This is a recipe that has a lot of variations to it, meaning you can add to it, omit some things, season differently, whatever you desire. Quite a tasty meal.
Servings: large kettlefulCook Time: length of cooking time for elbow macaroni
1 1/2 pound hamburger
1 large jar spaghetti sauce (I use Prego)
1 large 28 ounce can diced or whole tomatoes
salt and pepper to taste
1/2 teaspoon parsley flakes
1/2 teaspoon dried Italian seasoning
1 medium sized green pepper, chopped
1 medium onion, chopped
2 celery stalks, chopped
2 cups elbow macaroni or bag egg noodles
Brown hamburger, crumbling it up as it cooks. Add onions, green pepper, and celery. As it cooks, the vegetables will soften somewhat.
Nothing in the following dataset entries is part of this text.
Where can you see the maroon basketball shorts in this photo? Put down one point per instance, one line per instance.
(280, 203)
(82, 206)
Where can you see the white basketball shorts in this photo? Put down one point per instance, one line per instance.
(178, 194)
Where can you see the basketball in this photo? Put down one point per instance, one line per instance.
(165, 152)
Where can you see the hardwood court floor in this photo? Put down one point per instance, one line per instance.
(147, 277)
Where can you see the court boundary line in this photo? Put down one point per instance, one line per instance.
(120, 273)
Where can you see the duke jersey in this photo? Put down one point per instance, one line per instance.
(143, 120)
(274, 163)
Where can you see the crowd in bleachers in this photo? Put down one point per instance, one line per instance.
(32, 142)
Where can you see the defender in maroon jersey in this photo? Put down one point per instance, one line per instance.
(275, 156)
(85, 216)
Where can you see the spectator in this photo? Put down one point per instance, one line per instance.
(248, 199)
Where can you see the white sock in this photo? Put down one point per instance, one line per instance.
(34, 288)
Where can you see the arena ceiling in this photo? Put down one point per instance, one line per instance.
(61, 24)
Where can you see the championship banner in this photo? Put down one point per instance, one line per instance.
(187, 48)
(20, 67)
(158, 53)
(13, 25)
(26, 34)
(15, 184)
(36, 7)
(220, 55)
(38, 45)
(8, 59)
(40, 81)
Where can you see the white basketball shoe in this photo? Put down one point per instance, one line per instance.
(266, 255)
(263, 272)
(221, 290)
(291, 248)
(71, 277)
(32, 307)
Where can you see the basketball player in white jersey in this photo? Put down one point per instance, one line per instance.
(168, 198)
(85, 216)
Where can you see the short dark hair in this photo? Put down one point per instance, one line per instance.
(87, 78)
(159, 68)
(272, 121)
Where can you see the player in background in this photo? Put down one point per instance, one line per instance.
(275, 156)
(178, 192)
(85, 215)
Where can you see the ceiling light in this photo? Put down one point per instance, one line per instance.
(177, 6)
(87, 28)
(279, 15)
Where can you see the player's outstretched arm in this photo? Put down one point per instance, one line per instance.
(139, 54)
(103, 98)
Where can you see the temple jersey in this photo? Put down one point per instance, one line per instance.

Once meat is brown, add large-sized jar of any spaghetti sauce (I use Prego) and a large-sized can of diced tomatoes or whole (28 ounce) tomatoes. If using whole tomatoes, squish through fingers to break them up a little. Add seasonings; cover and let simmer while the elbow macaroni or egg noodles are cooking.
After macaroni or noodles are cooked, drain, rinse and combine them with the sauce mixture.
Serve with garlic bread, Texas toast, or sliced bread.